One reason there may have been so many invalid ballots is that a coalition of nonprofit groups had called on voters to cast invalid votes. This was meant to protest that the main political parties were too interested in relations with China and the concerns of the affluent, and had not paid enough attention to the plight of the poor and the disabled.
Voters in Taiwan are given a paper ballot, a stamp and an ink pad, and asked to mark the name of the candidate they prefer. The ballots are counted by hand.
Ms. Hsiao said the protest vote was the "only explanation" for the number of invalid ballots, and she criticized the Nationalists for alleging fraud.
Warren Mitofsky, an American pollster who helped a local television station conduct surveys of voters leaving the polls, said the only voters among whom Mr. Chen commanded a clear lead were those who made up their minds in the past week. Mr. Mitofsky's exit polling had shown Mr. Lien winning the vote by a solid margin of 6 percentage points — 53 percent to 47 percent — until official results from many precincts began pouring in.

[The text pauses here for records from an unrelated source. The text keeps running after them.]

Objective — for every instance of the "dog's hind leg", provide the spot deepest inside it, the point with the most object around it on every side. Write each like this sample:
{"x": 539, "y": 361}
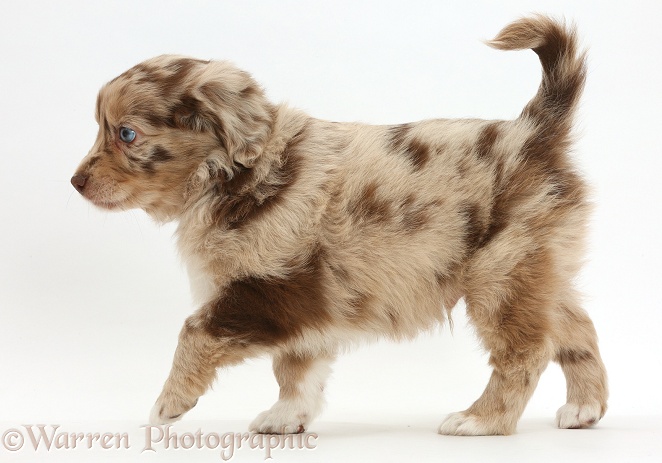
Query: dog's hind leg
{"x": 301, "y": 380}
{"x": 511, "y": 314}
{"x": 577, "y": 353}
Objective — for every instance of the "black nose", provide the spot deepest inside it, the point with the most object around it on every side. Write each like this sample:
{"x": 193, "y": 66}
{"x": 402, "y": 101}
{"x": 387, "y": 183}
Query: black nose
{"x": 78, "y": 181}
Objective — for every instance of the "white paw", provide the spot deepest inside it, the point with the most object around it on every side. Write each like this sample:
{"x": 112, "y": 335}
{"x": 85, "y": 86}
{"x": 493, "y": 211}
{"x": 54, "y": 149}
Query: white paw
{"x": 285, "y": 417}
{"x": 574, "y": 416}
{"x": 462, "y": 424}
{"x": 167, "y": 412}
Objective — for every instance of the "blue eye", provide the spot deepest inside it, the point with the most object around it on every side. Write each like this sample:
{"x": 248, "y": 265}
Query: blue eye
{"x": 127, "y": 135}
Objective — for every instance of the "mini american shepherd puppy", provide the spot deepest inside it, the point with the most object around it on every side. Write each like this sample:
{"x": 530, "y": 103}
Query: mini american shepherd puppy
{"x": 302, "y": 236}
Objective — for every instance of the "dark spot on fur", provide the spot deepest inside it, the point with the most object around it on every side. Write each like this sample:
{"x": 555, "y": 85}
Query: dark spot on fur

Among the shooting's odd elements was the seemingly relaxed security around the president. He stood in a roofless vehicle driven slowly through a crowded, two-lane street. Neither he nor Ms. Lu wore bulletproof vests. Spectators freely exploded firecrackers along the route, and the police said no one, including the president's bodyguards, had heard shots being fired.
Among other unanswered question were why both the president and vice president suffered light surface wounds despite being struck by bullets. The bullet that hit the president ended up lodged in his clothing and was discovered after he arrived at the hospital, medical officials said.
The police said that one or more handguns were used in the shooting and that the bullets found, one made of lead and the other of copper, were likely to have been homemade.
The pace of the investigation seemed somewhat casual. Cordons had been removed from the suspected shooting site by Friday night, and car and pedestrian traffic around the area appeared normal.
Lin Chun-hong, who runs a small sundry shop near the spot in the road where the police believe the shooting took place, said his 20-year-old son, Chia-rong, discovered two spent cartridges on the road more than three hours after the shooting, allowing the police to pinpoint the suspected spot where the shots were fired.
"The cartridges were sitting under a police car that was parked there," Mr. Lin said Saturday morning. "Later they drove the car away and we found them."
When Mr. Chen showed up to vote at his usual polling place in another elementary school in eastern Taipei on Saturday morning, he was led into the building by guards brandishing assault weapons, a rare sight in Taiwan, where the police are mostly not armed and the presidential bodyguard seldom shows any weapons.
Mr. Chen walked more slowly than usual. But he still waved enthusiastically to a throng of supporters near the school entrance. Using a popular nickname for himself, he proclaimed a divine purpose in his survival.
"God hoped A-bian could come vote for the referendum, and so did not allow A-bian to die for the moment," he said.